Reputation: 4830
I now have a table that has 604 000 row. I would like to drop 4000 random rows so my table will only contains 600 000 entries.
Would there be a quick way to do so ?
Thanks a lot.
Upvotes: 12
Views: 9770
Reputation: 115630
In theory, this will be random and fast. In practise, it will be only fast:
DELETE FROM tableX
LIMIT 4000
This will be random but terribly slow, with 600K rows:
DELETE FROM tableX
ORDER BY RAND()
LIMIT 4000
This won't be truly random (as there are usually gaps in the ids) and it may not even delete exactly 4000 rows (but a few less when there are many gaps) but it's probably faster than the previous.

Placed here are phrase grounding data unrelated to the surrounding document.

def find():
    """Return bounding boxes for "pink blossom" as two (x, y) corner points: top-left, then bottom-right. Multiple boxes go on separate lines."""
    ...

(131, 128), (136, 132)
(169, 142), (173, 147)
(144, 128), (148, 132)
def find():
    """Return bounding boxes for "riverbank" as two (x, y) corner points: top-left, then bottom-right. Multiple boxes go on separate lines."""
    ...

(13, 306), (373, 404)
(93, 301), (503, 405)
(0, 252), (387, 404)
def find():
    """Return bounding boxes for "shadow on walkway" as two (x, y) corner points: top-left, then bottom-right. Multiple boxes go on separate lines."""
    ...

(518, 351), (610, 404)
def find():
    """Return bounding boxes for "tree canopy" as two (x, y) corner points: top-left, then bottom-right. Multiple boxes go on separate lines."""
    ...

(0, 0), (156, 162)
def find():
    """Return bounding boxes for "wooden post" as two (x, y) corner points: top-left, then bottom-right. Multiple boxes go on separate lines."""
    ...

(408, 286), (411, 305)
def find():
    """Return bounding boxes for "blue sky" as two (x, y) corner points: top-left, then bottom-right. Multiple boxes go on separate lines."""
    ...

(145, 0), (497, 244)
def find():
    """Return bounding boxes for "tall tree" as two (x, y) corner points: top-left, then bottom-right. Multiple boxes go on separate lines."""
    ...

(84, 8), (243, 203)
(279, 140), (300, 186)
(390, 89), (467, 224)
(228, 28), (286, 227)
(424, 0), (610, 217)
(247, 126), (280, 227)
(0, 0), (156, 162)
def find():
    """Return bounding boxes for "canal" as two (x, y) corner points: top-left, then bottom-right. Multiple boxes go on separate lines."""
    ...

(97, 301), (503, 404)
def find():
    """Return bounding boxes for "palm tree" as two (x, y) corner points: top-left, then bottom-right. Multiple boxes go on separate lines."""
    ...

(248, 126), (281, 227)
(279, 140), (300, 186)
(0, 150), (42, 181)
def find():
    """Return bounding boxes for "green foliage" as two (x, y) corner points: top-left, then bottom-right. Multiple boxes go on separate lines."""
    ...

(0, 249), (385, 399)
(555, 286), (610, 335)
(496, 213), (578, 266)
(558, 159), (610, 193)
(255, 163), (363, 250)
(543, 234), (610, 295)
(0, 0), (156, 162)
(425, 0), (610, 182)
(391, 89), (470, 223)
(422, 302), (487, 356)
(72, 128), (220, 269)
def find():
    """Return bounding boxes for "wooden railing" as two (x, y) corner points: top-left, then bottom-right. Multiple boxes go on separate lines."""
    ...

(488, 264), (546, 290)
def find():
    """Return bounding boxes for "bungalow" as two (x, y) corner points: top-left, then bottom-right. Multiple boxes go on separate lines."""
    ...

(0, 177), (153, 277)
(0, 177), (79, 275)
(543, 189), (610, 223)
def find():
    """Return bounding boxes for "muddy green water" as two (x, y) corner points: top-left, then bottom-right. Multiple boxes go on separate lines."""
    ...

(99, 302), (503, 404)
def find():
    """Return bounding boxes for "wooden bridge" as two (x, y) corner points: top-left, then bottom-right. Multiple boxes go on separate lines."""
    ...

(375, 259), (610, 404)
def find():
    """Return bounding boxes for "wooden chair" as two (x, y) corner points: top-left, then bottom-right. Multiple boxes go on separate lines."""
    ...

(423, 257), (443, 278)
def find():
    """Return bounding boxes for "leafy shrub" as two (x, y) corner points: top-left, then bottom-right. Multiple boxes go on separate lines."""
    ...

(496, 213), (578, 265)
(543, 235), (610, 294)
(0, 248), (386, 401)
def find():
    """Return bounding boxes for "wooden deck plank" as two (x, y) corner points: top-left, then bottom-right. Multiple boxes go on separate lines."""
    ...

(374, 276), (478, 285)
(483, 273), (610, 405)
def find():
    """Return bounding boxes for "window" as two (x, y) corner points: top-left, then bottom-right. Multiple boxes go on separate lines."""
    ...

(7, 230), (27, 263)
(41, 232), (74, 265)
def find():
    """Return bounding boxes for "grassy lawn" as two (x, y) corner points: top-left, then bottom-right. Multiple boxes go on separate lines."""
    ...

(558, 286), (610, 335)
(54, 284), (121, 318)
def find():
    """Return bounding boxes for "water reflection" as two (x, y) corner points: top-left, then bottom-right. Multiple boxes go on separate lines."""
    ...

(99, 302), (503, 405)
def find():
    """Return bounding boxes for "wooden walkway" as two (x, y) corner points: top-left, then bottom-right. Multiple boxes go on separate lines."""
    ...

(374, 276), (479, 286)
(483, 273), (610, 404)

An extra wrapping in a subquery is needed because the syntax for Delete from multiple tables does not allow LIMIT
:
DELETE td
FROM
tableX AS td
JOIN
( SELECT t.id
FROM
tableX AS t
CROSS JOIN
( SELECT MAX(id) AS maxid
FROM tableX
) AS m
JOIN
( SELECT RAND() AS rndm
FROM tableX AS tr
LIMIT 5000
) AS r
ON
t.id = CEIL( rndm * maxid )
LIMIT 4000
) AS x
ON
x.id = td.id
Explain output (of the subquery, from a 400K rows table):
id table possible_keys key_len rows
select_type type key ref Extra
1 PRIMARY <derived2> system 1
1 PRIMARY <derived3> ALL 5000
1 PRIMARY t eq_ref PRIMARY PRIMARY 4 func 1 Using where;Using index
3 DERIVED tr index PRIMARY 4 398681 Using index
2 DERIVED Select tables optimized away
Upvotes: 23
Reputation: 10636
If I had to venture a guess:
DELETE FROM table where id = (SELECT id FROM table ORDER BY rand() LIMIT 1) LIMIT 10
Upvotes: 2
Reputation: 432471
DELETE FROM TABLE ORDER BY RAND() LIMIT 4000;
It'll take time though...
A quicker way to execute (not write the code!) may be 4000 separate deletes in a loop
DELETE FROM TABLE WHERE AssumedPKisInt = <ARandomNumber>
Of course, you need to ensure you don't try to delete non-existing or already-deleted rows.
Upvotes: 0